We, authors of the manuscript entitled “Modeling the cardiovascular system for the simulation of special cases of pulmonary hypertension”, confirm that this work is original, has not been previously published, in whole or in part, and is not currently under consideration for publication elsewhere.

We have taken all necessary measures to protect the intellectual property relating to this work, and there are no restrictions that would prevent its publication, including those affecting the schedule.
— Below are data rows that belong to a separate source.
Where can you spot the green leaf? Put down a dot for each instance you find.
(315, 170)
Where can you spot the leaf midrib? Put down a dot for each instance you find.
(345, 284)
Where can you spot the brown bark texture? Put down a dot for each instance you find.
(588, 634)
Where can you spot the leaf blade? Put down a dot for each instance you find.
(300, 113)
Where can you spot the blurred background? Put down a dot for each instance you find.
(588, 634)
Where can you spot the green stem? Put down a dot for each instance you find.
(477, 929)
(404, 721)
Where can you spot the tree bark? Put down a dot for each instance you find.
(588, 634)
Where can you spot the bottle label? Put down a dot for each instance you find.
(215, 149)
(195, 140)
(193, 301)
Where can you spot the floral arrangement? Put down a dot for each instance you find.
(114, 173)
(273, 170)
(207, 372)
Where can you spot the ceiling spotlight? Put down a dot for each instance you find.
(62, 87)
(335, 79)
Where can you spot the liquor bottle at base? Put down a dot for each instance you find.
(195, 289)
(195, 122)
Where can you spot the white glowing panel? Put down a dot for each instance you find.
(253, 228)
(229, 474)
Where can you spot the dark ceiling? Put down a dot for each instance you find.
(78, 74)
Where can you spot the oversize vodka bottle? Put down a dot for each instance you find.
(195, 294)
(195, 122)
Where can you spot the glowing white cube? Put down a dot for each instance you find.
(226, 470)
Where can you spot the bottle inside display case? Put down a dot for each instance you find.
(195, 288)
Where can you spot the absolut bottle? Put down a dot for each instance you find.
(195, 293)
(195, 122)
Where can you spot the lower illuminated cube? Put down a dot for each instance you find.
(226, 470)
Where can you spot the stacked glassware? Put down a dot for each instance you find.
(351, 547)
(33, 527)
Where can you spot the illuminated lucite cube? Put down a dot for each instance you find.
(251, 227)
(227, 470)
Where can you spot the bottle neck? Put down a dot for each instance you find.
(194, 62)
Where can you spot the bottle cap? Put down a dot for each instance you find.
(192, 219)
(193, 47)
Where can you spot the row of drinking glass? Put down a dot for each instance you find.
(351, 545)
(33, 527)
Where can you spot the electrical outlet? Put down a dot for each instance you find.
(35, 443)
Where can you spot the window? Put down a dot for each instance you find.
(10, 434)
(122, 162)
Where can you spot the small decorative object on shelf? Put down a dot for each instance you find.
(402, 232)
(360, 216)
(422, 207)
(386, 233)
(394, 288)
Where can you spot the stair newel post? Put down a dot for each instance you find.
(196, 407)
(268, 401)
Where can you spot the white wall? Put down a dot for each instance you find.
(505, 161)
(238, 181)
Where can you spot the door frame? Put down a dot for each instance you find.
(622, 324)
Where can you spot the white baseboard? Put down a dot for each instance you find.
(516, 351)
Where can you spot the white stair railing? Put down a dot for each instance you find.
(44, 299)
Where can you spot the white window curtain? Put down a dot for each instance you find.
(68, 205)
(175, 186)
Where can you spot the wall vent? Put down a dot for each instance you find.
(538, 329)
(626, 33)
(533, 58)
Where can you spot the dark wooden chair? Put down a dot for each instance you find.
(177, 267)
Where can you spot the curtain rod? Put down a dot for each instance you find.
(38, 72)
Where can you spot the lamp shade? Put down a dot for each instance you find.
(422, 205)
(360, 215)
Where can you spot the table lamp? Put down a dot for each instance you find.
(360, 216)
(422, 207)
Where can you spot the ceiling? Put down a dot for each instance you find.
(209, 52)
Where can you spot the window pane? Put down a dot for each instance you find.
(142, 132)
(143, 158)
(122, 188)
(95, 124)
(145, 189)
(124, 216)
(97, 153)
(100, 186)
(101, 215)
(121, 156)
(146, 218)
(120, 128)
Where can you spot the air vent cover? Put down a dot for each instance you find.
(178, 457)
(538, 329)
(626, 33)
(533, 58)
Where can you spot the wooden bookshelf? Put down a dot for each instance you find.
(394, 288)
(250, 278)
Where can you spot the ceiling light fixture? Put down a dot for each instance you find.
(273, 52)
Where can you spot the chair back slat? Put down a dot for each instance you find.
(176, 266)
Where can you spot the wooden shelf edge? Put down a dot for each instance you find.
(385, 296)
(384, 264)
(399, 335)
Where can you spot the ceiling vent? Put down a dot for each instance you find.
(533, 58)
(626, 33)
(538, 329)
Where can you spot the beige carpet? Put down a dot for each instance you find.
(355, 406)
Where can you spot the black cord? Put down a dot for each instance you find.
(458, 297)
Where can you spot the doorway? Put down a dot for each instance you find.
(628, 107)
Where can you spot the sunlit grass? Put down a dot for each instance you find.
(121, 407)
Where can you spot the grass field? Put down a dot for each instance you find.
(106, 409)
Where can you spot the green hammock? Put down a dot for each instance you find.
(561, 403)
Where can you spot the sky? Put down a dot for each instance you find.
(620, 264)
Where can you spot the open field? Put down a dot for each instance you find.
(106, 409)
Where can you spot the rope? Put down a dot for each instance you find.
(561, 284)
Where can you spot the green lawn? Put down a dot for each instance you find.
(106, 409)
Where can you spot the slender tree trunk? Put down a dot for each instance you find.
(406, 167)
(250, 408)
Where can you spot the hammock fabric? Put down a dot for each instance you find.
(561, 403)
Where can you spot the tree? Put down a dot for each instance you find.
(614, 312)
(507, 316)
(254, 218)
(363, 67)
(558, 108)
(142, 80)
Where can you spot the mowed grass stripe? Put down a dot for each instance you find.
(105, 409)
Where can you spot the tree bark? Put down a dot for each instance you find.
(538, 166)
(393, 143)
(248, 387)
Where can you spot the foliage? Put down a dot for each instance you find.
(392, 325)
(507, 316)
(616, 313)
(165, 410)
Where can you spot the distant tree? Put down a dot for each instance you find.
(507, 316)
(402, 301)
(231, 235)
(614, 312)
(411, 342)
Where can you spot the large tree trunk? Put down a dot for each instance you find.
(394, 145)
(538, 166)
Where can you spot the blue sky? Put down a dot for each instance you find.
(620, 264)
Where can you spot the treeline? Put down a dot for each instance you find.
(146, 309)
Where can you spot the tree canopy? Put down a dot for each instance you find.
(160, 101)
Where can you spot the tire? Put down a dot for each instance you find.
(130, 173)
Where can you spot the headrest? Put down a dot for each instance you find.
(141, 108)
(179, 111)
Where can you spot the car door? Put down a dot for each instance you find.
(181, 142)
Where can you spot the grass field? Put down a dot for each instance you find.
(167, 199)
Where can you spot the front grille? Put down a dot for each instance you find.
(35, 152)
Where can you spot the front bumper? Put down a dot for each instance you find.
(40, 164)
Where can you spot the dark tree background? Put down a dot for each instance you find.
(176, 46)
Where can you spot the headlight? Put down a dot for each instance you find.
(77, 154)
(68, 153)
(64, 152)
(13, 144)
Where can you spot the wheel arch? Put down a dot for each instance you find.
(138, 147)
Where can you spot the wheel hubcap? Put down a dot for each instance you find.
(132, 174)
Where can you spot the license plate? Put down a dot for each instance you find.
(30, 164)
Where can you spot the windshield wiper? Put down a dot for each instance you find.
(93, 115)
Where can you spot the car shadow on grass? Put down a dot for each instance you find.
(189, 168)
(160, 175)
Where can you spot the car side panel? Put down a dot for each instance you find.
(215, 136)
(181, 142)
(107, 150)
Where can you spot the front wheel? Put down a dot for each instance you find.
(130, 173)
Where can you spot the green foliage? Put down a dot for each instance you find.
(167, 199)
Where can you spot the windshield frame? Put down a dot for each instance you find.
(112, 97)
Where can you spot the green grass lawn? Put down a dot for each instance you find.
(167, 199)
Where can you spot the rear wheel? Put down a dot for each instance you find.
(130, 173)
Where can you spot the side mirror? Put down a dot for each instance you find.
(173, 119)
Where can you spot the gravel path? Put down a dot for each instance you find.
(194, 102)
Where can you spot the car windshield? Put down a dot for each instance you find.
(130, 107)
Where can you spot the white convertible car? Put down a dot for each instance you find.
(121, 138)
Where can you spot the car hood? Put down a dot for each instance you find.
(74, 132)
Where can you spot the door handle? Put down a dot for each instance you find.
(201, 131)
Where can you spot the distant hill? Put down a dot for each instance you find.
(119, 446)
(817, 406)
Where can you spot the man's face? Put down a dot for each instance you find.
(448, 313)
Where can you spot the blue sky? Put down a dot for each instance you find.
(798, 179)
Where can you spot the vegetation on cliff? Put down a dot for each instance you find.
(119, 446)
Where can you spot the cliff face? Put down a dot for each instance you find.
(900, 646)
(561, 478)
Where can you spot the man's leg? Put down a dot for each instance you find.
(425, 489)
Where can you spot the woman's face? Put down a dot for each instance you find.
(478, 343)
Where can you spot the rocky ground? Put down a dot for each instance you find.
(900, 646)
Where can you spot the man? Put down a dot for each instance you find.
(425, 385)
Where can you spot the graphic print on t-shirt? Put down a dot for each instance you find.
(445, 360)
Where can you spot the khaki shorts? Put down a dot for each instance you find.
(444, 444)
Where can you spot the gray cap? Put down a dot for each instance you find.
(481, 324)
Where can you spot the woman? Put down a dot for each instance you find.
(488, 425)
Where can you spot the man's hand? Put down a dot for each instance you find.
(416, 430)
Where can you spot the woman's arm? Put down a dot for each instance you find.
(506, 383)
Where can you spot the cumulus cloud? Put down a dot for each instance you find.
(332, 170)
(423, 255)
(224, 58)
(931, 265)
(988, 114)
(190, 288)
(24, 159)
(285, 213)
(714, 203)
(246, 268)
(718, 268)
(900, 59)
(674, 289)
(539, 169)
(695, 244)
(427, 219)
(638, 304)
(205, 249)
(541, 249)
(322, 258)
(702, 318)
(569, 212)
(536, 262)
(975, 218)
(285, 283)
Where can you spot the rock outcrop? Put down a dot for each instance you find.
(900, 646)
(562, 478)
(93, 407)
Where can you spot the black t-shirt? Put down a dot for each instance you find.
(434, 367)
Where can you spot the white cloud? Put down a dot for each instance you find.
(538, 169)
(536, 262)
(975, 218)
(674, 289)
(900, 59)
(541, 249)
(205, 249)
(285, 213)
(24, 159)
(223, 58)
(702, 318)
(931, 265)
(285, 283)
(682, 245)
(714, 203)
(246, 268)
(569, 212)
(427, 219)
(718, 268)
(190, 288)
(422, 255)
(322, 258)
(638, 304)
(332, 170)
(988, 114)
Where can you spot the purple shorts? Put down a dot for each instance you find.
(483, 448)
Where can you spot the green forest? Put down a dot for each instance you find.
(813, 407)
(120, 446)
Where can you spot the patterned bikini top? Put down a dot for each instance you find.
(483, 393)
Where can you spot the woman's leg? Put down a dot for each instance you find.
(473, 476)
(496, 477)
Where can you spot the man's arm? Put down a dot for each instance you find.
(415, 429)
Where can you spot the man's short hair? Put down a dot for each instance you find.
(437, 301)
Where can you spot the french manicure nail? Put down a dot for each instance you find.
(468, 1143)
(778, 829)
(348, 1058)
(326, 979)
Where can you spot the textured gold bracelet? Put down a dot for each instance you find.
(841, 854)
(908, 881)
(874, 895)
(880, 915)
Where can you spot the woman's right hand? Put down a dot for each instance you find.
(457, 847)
Furthermore, we confirm full compliance with the intellectual property regulations of our respective institutions.

Data Access Statement

All data used in this work are cited according to their source. Those not cited are included in the manuscript.

Conflicts of Interest

We confirm that there are no known conflicts of interest between the authors of this manuscript. We acknowledge that the corresponding author, PELAP François Beceau, is the sole point of contact for the editorial process. He is responsible for communication with other authors regarding submission or revisions and final approval of proofs.
We also confirm that we have provided current and correct email addresses accessible to the corresponding author.